By David Grove | June 13, 2002

“Windtalkers” arrives with the same “based on a true story” tag that has sunk many films that came before it and usually leaves the audience wishing that it wasn’t based on a true story. Can you imagine “Windtalkers” director John Woo preparing for a shot while some aging historian wags his finger shouting, “It wasn’t like that.” I don’t think purists or action movie fans have to worry because “Windtalkers” cheerfully abandons reality after the opening credits.
The movie does teach us some things, as we learn about the Navajo code, a secret code taken out of words spoken in the Navajo language which can only be translated by Navajos themselves, although the Japanese seemed to have done a pretty good job of breaking all of the other codes. There’s kind of a paradox in the film whereas the Japanese want to catch the Navajos and force them to reveal the details of the code while the Americans, the “good guys,” would assassinate the Navajos before letting this happen.

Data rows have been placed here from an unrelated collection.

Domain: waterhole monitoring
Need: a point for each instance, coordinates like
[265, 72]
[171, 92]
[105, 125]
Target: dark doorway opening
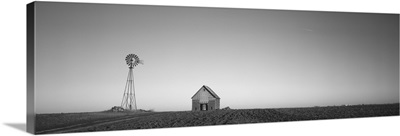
[203, 107]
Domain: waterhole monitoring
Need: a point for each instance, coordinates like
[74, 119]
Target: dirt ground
[105, 121]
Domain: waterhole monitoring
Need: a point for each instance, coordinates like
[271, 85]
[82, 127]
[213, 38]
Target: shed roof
[209, 90]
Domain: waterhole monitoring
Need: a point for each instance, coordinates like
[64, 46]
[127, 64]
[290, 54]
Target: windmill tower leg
[129, 99]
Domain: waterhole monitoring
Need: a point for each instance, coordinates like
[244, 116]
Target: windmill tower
[129, 98]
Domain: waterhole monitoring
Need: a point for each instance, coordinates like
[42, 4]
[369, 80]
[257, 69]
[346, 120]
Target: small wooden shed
[205, 99]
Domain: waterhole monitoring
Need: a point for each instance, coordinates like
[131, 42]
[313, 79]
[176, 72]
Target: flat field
[105, 121]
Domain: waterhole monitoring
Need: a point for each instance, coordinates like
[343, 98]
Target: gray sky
[250, 58]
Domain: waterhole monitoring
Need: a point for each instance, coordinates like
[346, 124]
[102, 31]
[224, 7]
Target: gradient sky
[250, 58]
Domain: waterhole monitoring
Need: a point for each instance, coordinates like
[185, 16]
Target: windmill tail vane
[141, 62]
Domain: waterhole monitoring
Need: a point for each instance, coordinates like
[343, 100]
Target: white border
[13, 72]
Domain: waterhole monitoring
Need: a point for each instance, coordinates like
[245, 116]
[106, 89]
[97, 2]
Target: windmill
[129, 98]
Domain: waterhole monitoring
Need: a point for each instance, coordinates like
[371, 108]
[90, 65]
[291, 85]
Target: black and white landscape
[209, 66]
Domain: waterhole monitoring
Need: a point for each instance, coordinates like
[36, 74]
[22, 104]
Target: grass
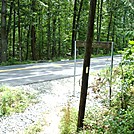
[36, 127]
[14, 100]
[116, 119]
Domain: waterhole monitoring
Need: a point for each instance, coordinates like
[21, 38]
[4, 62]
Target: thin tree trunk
[48, 32]
[3, 33]
[33, 34]
[74, 27]
[98, 12]
[109, 25]
[100, 20]
[59, 39]
[19, 33]
[10, 17]
[86, 64]
[54, 38]
[28, 36]
[14, 23]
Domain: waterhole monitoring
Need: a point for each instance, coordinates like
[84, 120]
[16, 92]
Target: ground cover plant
[14, 100]
[119, 117]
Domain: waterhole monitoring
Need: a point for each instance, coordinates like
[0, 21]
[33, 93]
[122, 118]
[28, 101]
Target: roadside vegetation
[14, 100]
[102, 118]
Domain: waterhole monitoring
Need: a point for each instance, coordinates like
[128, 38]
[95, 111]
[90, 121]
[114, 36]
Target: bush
[13, 100]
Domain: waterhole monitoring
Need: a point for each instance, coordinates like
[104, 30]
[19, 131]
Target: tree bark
[33, 34]
[100, 20]
[14, 23]
[86, 64]
[3, 33]
[74, 27]
[19, 33]
[48, 31]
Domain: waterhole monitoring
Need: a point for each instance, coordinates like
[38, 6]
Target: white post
[74, 66]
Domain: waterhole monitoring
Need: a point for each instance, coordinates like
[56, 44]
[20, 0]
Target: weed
[13, 100]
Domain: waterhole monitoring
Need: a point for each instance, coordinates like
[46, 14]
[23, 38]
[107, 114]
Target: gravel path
[52, 98]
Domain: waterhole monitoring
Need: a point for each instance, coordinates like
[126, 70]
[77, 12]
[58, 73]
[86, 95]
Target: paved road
[31, 73]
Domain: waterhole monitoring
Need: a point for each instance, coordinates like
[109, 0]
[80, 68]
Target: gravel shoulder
[52, 97]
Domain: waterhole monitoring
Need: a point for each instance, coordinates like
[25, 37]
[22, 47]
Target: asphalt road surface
[39, 72]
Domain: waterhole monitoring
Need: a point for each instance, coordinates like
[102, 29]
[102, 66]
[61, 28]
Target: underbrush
[14, 100]
[118, 117]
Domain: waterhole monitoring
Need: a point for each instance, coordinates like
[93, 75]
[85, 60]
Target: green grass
[14, 100]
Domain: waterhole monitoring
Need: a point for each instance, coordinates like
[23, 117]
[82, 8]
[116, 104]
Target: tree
[3, 33]
[86, 64]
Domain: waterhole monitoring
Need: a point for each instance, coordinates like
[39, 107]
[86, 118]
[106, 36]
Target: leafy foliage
[13, 100]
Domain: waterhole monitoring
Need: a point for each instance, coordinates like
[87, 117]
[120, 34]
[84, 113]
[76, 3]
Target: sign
[106, 45]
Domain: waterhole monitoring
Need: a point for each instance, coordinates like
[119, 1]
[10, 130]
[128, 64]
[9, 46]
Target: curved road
[39, 72]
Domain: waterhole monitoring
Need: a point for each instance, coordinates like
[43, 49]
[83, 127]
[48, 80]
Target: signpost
[104, 45]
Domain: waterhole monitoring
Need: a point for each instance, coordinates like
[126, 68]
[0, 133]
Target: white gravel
[52, 96]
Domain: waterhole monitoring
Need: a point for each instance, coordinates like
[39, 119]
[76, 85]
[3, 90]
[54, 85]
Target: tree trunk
[98, 12]
[19, 33]
[3, 33]
[10, 17]
[33, 34]
[109, 26]
[54, 38]
[100, 20]
[74, 27]
[48, 31]
[28, 36]
[86, 64]
[14, 31]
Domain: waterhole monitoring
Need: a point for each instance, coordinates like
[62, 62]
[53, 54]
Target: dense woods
[44, 30]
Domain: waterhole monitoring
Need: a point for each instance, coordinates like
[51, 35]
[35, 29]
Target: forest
[46, 30]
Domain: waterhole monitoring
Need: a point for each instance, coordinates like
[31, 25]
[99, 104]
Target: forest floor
[45, 116]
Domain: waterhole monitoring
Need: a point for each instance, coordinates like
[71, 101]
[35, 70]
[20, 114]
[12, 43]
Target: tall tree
[33, 32]
[3, 32]
[86, 64]
[74, 27]
[19, 33]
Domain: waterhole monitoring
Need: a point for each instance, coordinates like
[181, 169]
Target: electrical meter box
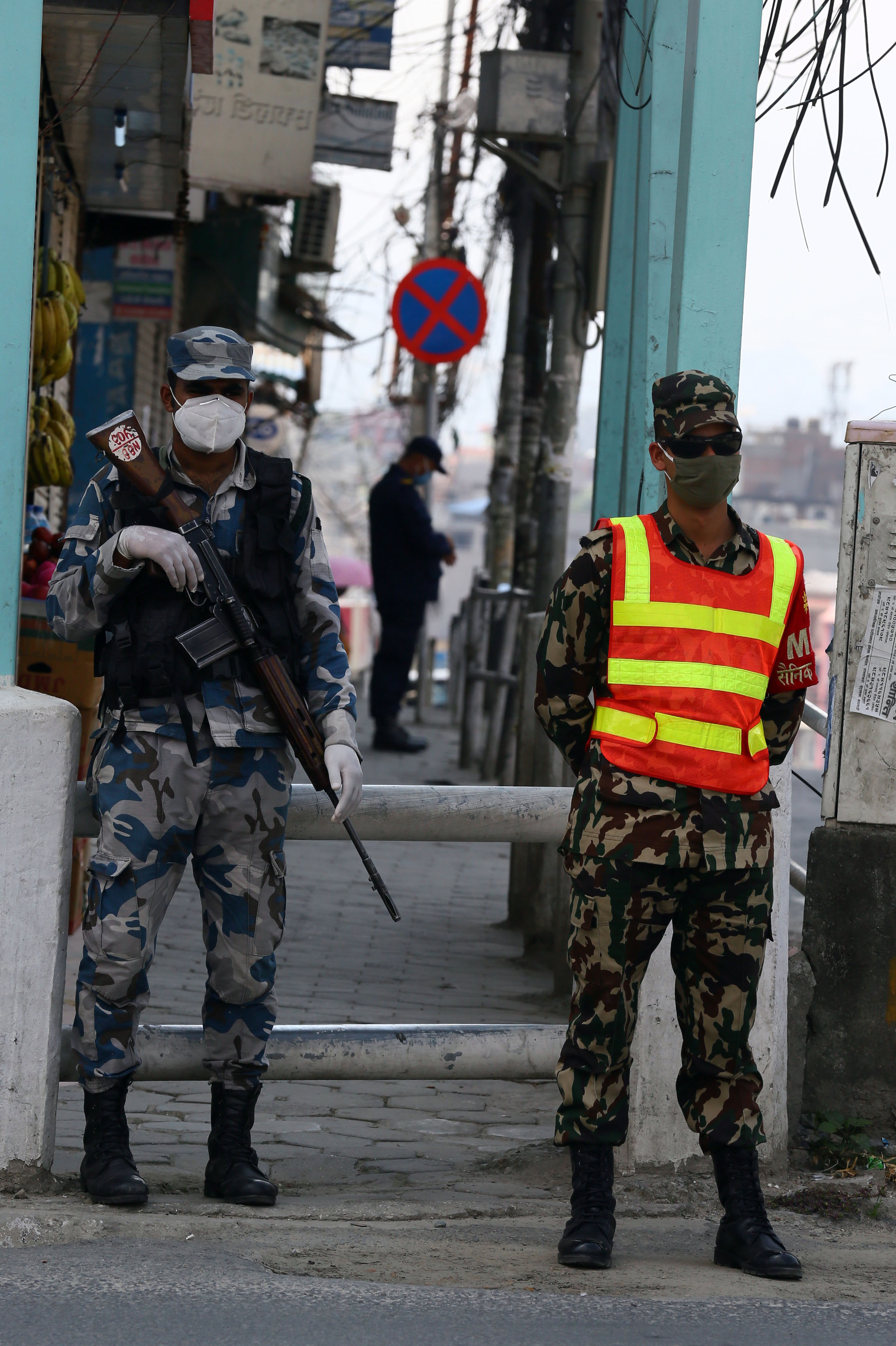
[860, 753]
[522, 95]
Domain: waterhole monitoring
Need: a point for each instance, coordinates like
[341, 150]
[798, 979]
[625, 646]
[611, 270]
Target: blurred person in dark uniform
[406, 557]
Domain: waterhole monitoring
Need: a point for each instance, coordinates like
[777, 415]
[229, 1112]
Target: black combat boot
[746, 1238]
[108, 1172]
[392, 737]
[588, 1238]
[233, 1173]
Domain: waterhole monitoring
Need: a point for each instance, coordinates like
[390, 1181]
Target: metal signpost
[439, 311]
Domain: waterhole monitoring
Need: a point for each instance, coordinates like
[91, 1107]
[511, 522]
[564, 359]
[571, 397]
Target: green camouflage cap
[689, 399]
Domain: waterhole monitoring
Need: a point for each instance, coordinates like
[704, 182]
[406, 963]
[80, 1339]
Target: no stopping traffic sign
[439, 311]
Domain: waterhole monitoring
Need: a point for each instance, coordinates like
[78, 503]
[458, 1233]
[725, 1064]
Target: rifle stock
[126, 446]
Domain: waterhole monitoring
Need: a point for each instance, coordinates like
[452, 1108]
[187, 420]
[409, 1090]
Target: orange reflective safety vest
[691, 655]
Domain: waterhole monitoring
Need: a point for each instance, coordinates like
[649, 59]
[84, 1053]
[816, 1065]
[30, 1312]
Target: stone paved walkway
[450, 960]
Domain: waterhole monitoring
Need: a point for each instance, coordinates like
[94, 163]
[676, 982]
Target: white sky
[805, 307]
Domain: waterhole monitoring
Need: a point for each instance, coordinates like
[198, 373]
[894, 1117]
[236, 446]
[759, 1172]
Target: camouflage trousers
[720, 923]
[155, 809]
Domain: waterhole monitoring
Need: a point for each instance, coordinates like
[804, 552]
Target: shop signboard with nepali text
[255, 119]
[143, 279]
[360, 36]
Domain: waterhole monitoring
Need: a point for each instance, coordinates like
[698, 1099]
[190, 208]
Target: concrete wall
[658, 1131]
[40, 738]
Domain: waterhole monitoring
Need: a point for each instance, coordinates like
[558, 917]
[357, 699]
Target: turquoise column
[610, 459]
[19, 97]
[668, 52]
[678, 236]
[715, 166]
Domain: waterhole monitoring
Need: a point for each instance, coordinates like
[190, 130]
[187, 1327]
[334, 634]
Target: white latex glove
[167, 550]
[346, 779]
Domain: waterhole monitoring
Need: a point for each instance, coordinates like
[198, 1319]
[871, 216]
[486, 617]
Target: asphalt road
[158, 1295]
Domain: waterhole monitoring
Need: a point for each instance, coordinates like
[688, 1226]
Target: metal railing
[361, 1052]
[395, 1052]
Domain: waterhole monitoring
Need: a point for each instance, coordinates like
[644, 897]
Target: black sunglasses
[695, 446]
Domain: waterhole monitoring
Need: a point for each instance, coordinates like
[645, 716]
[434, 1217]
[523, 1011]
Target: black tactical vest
[136, 652]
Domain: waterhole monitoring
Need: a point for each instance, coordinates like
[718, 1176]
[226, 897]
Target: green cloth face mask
[704, 483]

This all happens after John Woo shows off his trademark visual flare in an opening scene where a mystical butterfly hovers over a plain looking stream that eventually turns bloody as the body of a dead soldier is revealed to us. Then we meet Nicolas Cage’s character Joe Enders, a tortured marine sergeant whose raw courage in battle during his previous mission cost the lives of his entire platoon. Enders has dead eyes from the previous massacre and just like Martin Sheen in “Apocalypse Now,” he’s given a mission that he may not be emotionally equipped to handle. His orders: protect a Navajo private named Ben Yahzee(Adam Beach) and most of all, protect his code. If Yahzee gets taken hostage, kill him. We can understand why Enders is a little reluctant to get to know Yahzee, for many reasons.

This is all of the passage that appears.